What was recovery like?
Now, honestly, I can't remember much of what took place for for the first few weeks following my brain injury. Yet there is one thing I can vividly recall. I remember being told over and over again that people who'd suffered an injury like mine would need to find their “new normal," because who they were before was a thing of the past.
But I refused to believe what they were telling me. From the very start, my goal was to return to my old normal, to regain my former self, to simply go back to living my old life.
I wanted to be the same husband.
I wanted to be the same father.
I wanted to be the same son.
I wanted to be the same friend.
I wanted to be the same doctor.
I wanted to have the same personality.
I wanted to have the same hobbies.
And because I grew up having the mindset that anything was possible with enough hard work, determination, I was extremely confident in my chances of getting back every single one of these. But after months of doing all I could to get back what I’d lost, I finally came to a very humbling realization. The normal I knew, the normal I’d grown used to, the normal I was comfortable with had left and it wasn’t coming back.
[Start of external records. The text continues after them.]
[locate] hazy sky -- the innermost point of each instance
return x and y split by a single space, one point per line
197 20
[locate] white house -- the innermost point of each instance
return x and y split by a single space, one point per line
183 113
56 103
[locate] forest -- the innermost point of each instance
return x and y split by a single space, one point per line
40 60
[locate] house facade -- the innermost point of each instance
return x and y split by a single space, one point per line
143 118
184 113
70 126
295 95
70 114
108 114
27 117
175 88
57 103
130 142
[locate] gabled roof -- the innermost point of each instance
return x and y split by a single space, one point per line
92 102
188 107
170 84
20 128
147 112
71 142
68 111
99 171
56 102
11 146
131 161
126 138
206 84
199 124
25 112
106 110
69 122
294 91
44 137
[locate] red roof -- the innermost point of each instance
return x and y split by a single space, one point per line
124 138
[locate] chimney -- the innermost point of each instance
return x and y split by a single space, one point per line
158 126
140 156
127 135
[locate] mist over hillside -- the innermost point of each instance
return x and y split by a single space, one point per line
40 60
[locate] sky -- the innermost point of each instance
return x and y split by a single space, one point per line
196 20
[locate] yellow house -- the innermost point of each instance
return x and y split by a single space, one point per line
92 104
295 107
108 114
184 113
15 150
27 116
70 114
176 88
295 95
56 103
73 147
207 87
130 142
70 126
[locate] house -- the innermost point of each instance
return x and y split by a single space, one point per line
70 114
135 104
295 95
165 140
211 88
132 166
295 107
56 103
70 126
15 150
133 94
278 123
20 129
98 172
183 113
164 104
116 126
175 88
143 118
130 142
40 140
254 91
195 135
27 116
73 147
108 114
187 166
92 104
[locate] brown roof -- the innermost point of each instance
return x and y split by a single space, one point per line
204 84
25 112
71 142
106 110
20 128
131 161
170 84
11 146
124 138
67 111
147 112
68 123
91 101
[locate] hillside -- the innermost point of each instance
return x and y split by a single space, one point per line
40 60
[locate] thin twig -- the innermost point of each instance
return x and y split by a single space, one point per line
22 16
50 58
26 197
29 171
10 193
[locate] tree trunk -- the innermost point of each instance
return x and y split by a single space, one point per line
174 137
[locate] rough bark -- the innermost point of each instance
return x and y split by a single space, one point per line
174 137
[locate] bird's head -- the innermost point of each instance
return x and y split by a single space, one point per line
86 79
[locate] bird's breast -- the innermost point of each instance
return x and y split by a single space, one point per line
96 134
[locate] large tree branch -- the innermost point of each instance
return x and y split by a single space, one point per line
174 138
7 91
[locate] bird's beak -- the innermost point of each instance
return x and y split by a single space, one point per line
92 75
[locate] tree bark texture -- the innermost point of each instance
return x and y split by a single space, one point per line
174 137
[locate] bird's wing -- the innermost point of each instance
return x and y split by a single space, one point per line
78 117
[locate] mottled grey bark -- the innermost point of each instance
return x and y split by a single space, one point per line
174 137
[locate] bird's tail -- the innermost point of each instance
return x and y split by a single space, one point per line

After this epiphany, I did something I never thought I'd do.
I gave up!
At first, I was embarrassed because over what I'd just done. Giving up meant that I’d failed. Giving up meant I hadn't achieved what I’d set out to achieve. I also assumed a lot of people would judge me for it. They’d say I should’ve tried harder or at least given it some more time. You know, if I’m being completely honest, there are even times I still say these things to myself. But I've come to understand that none of these are true. They are all lies.
Because here’s the truth! Giving up was absolutely necessary for me to start moving on following my brain injury. You see, without giving up on my old normal, finding and learning to accept my new normal would have never started.
Why did you want to get involved with the TSN program? Or Why do you want to share your story with other survivors/loved ones?
I know that many people will never experience what it's like to have a brain injury. They won't have to navigate all the drastic life changes that come along with one. But I know that everyone will experience some type of change at some point in their life. And I’m sharing my story with the hope it helps these people. Because when change inevitably comes, I think it's important to know when to give up on what used to be and how to grab hold of what is now.